Cards From You makes it straightforward to send that card without it feeling like a last-minute afterthought. Every card is handwritten in real ink by a human writer, then mailed directly to your recipient anywhere in the United States. You write your own message — something honest and specific to the person, not a generic platitude — and choose when it goes out. You can schedule it for the day you hear the news or a few weeks later, when the initial shock has faded and the quiet discouragement tends to set in hardest. That second send date, frankly, is often the more powerful one.
Both moments matter, but for different reasons. Sending within the first week acknowledges the news and shows you're paying attention. Sending two to four weeks later — when the initial outpouring of support has dried up but the job search grind is fully underway — can actually hit harder, because it shows you're still thinking about them.

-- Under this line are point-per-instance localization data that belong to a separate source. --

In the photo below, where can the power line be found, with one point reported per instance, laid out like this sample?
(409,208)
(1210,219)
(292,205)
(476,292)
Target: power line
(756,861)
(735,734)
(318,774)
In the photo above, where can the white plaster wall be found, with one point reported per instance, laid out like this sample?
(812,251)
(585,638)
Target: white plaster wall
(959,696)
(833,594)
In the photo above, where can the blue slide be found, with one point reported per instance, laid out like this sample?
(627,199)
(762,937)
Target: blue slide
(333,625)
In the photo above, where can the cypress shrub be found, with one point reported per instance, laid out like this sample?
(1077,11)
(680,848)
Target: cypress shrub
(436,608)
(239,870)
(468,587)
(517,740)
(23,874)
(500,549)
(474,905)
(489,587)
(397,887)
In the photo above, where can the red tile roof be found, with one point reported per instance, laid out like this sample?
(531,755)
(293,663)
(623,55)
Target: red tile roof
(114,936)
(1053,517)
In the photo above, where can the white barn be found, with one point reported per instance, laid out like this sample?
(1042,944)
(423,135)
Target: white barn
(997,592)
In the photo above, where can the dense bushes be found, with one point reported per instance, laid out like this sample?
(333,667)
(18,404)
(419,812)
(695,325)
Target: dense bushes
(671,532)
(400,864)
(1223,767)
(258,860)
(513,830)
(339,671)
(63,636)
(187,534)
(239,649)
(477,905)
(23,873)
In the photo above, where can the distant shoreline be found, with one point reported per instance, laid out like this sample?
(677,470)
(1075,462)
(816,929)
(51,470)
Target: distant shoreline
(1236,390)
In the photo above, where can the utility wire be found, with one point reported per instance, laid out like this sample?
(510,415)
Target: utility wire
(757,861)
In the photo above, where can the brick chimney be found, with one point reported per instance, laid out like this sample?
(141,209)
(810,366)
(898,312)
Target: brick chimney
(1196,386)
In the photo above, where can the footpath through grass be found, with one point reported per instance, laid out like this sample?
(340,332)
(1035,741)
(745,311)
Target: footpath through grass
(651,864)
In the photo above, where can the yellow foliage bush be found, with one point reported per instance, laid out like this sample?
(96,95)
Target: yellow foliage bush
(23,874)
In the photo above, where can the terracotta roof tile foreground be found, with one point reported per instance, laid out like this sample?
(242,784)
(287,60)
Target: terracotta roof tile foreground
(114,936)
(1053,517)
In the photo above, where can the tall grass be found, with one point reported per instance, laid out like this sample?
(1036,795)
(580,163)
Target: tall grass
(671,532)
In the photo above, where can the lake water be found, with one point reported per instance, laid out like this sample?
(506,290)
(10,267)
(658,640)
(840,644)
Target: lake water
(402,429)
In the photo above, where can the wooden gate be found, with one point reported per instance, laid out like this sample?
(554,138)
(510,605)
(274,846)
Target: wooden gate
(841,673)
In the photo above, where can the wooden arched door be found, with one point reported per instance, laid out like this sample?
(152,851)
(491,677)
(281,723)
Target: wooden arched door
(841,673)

Skip vague reassurances like 'everything happens for a reason' and write something specific to the person: acknowledge that it genuinely stinks, name one real strength you see in them, and keep it short. A sentence like 'I know how much that role meant to you, and I'm in your corner however this unfolds' is more useful than two paragraphs of optimism they didn't ask for.
A card to a colleague is appropriate and often more appreciated than people expect, precisely because colleagues rarely send them. Keep the tone professional but warm, avoid mentioning internal workplace politics, and focus on the person's abilities rather than the circumstances of the layoff or departure.